One category that often gets overlooked in the discussion of Linux computers is the market for HDMI dongle devices that plug into your TV to stream, mirror, or cast content from your laptop or mobile device. Yesterday, Google announced an extensively leaked third-gen version of its market-leading, Linux-powered Chromecast device. The latest Chromecast has a new design and Google Home support, and it’s claimed to be 15 percent faster processor with support for 1080@60 video. However, the rumored addition of Bluetooth did not materialize.
Here, we look at a similar Linux-based HDMI dongle device that launched this morning with a somewhat different feature set and market focus. The Airtame 2 is the first hardware overhaul since the original Airtame generated $1.3 million on Indiegogo in 2013. The new version quadruples the RAM, improves the Fedora Linux firmware, and advances to dual-band 802.11a/b/g/n/ac, which is now known as WiFi 5 in the new Wi-Fi Alliance naming scheme that accompanied its recent WiFi 6 (ax) announcement.
In its first year, Copenhagen, Denmark-based Airtame struggled to fulfill its Indiegogo orders and almost collapsed in the process. Yet, the company went on to find success and recently surpassed 100,000 device shipments. With a growing focus on enterprise and educational markets, Airtame upgraded its software with cloud device management features, and expanded its media sources beyond cross-platform desktops to Android and iOS devices.
The key difference with Chromecast is that Airtame supports mirroring to multiple devices at once, as long as you’re video is coming from a laptop or desktop rather than a mobile. Chromecast also requires the Chrome browser, and it lacks cloud-based device management features.
Combined with Chromecast’s dominance of the low-end entertainment segment, thanks in part to its $35 pricetag, Airtame’s advantages led the company to focus more on the enterprise, signage, and educational markets. Unfortunately, the Airtame 2 price went up by $100 to $399 per device.
Airtame 2 extends its enterprise trajectory by “re-imagining how to turn blank screens into smart, collaborative displays,” says the company. Airtame recently released four Homescreen apps, providing “simple app integrations for better team collaboration and digital signage.” These deployments are controlled via Airtame Cloud, which was launched in early 2017. The cloud service enables enterprise and educational customers to monitor their Airtame devices, perform bulk updates, and add updated content directly from the cloud.
Twice the RAM, five times the WiFi performance
The Airtame 2 offers the same basic functionality as the Airtame 1, but it adds a number of performance benefits.
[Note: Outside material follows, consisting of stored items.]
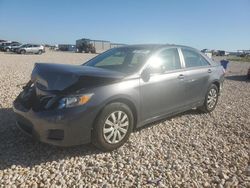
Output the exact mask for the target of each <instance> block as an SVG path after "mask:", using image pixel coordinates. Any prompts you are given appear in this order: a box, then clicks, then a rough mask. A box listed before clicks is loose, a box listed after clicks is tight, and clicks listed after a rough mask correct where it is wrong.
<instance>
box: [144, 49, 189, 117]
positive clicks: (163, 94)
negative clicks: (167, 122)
mask: <svg viewBox="0 0 250 188" xmlns="http://www.w3.org/2000/svg"><path fill="white" fill-rule="evenodd" d="M153 56H155V57H157V58H155V59H158V60H161V66H162V68H163V69H164V70H163V72H162V73H158V74H154V73H152V74H151V75H150V79H149V80H148V81H144V80H143V79H142V78H141V79H140V96H141V97H140V98H141V119H142V121H147V120H149V119H152V118H157V117H160V116H162V115H165V114H168V113H171V112H175V111H176V110H178V109H179V108H181V107H182V104H183V96H184V95H185V93H184V92H185V75H183V69H182V66H181V62H180V58H179V53H178V50H177V49H176V48H167V49H163V50H161V51H160V52H158V53H157V54H156V55H153ZM152 63H155V65H156V64H157V63H158V62H152Z"/></svg>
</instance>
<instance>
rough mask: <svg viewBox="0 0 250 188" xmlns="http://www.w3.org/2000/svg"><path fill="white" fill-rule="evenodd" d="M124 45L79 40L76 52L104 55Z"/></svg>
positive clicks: (80, 39)
mask: <svg viewBox="0 0 250 188" xmlns="http://www.w3.org/2000/svg"><path fill="white" fill-rule="evenodd" d="M123 45H124V44H118V43H111V42H110V41H106V40H92V39H86V38H82V39H78V40H76V51H77V52H83V51H84V52H86V53H89V52H91V53H93V51H95V53H102V52H105V51H107V50H109V49H110V48H116V47H119V46H123Z"/></svg>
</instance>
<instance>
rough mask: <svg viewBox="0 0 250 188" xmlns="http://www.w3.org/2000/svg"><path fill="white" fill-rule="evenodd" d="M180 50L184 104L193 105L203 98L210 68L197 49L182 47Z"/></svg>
mask: <svg viewBox="0 0 250 188" xmlns="http://www.w3.org/2000/svg"><path fill="white" fill-rule="evenodd" d="M181 51H182V57H183V59H184V64H185V71H184V73H185V75H186V91H185V105H194V104H196V103H199V102H202V101H203V100H204V98H205V94H206V91H207V88H208V85H209V78H210V76H211V73H212V68H211V65H210V64H209V62H208V61H207V60H206V59H205V58H204V57H203V56H202V55H201V54H200V53H199V52H198V51H196V50H194V49H191V48H182V49H181Z"/></svg>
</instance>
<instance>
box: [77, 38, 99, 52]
mask: <svg viewBox="0 0 250 188" xmlns="http://www.w3.org/2000/svg"><path fill="white" fill-rule="evenodd" d="M83 51H84V52H85V53H89V52H91V53H96V49H95V47H94V46H93V44H91V43H90V39H80V40H77V41H76V52H79V53H82V52H83Z"/></svg>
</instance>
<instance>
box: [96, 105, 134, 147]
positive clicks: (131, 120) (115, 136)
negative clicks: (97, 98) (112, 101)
mask: <svg viewBox="0 0 250 188" xmlns="http://www.w3.org/2000/svg"><path fill="white" fill-rule="evenodd" d="M119 112H123V113H124V114H126V115H127V116H126V117H127V118H126V122H125V123H127V120H128V126H126V130H127V132H126V133H124V134H123V133H122V132H120V131H119V130H118V129H119V128H118V129H117V128H114V127H113V126H110V128H112V129H113V130H112V131H111V132H112V133H110V132H109V133H106V134H104V128H105V126H107V123H106V122H107V120H108V119H109V118H111V117H112V115H111V114H114V113H119ZM124 114H122V115H123V116H122V115H121V116H120V119H119V118H118V119H119V122H120V125H121V122H122V120H121V119H122V118H121V117H125V115H124ZM120 120H121V121H120ZM119 122H118V123H119ZM116 125H118V124H116ZM133 126H134V117H133V113H132V111H131V110H130V108H129V107H128V106H127V105H126V104H123V103H120V102H114V103H111V104H109V105H107V106H105V107H104V109H103V110H102V112H101V113H100V115H99V116H98V117H97V119H96V121H95V124H94V127H93V131H92V144H94V145H95V146H96V147H97V148H99V149H101V150H102V151H112V150H114V149H117V148H119V147H121V146H122V145H123V144H124V143H125V142H126V141H127V140H128V138H129V136H130V133H131V132H132V130H133ZM108 129H109V128H108ZM115 129H117V130H115ZM115 131H116V134H115V135H116V136H112V137H111V138H110V139H112V140H113V138H114V137H115V140H116V141H115V142H114V143H109V142H108V141H107V137H109V136H110V134H113V135H114V132H115ZM117 132H119V134H120V136H121V134H123V137H122V139H121V140H120V141H118V140H119V138H118V136H117V135H118V133H117ZM116 138H118V140H117V139H116Z"/></svg>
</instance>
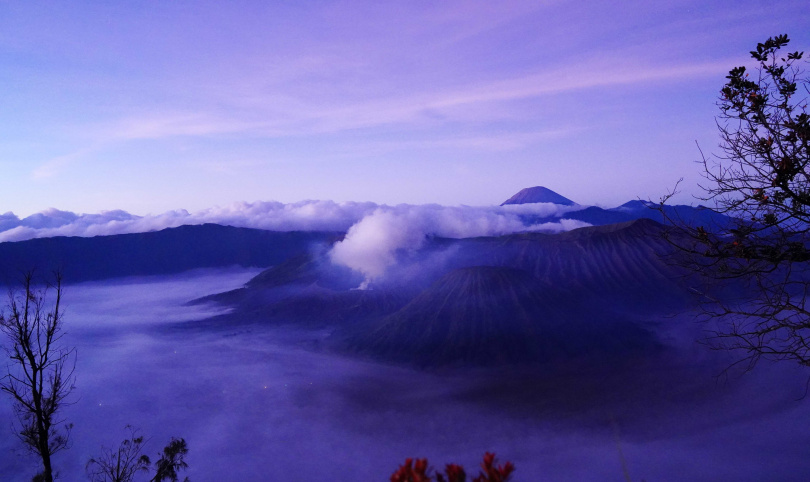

It moves from the DualLite version of the NXP i.MX6 to the similarly dual-core, Cortex-A9 Dual model. This has the same 1GHz clock rate, but with a more advanced Vivante GC2000 GPU. Output resolution via the HDMI 1.4b port stays the same at 1920×1080, but you now get a 60fps frame rate instead of 30fps. As before, you can plug into VGA or DVI ports using adapters.
More importantly for performance, the Airtame 2 quadruples the RAM to 2GB. In place of an SD card slot, the firmware is stored on onboard eMMC.
The new Cypress (Broadcom) CYW89342 RSDB WiFi 5 chip is about five times faster than the original’s Qualcomm WiFi 4 (802.11n) chip, which also provided dual-band MIMO 2.4GHz/5.2GHz WiFi. The Airtame 2 has twice the range, at up to 20 meters, which is helpful for its enterprise and educational customers.
Other hardware improvements include a smaller, 77.9 x 13.5mm footprint, a Kensington Lock input, an LED, and a magnetic wall mount. A USB Type-C port replaces the power-only micro-USB OTG, adding support for HDMI, USB host, and Ethernet.
As before, there’s also a micro-USB host port that with the help of an adapter, supports Ethernet and Power-over-Ethernet (PoE). Ethernet can run simultaneously with WiFi, and can improve throughput and reliability, says Airtame. We saw no mention of the new product’s latency, but on the previous Airtame, WiFi streaming latency was one second with audio.
Once again, iOS 9 devices can mirror video using AirPlay. However, Android (4.2.2) devices are limited to the display of static images and PDF files, including non-animated PowerPoint presentations. Desktop support, which also includes a special optimization for Chromebooks, includes support for Windows 10/7, Ubuntu 15.05, and Mac OS X 10.12.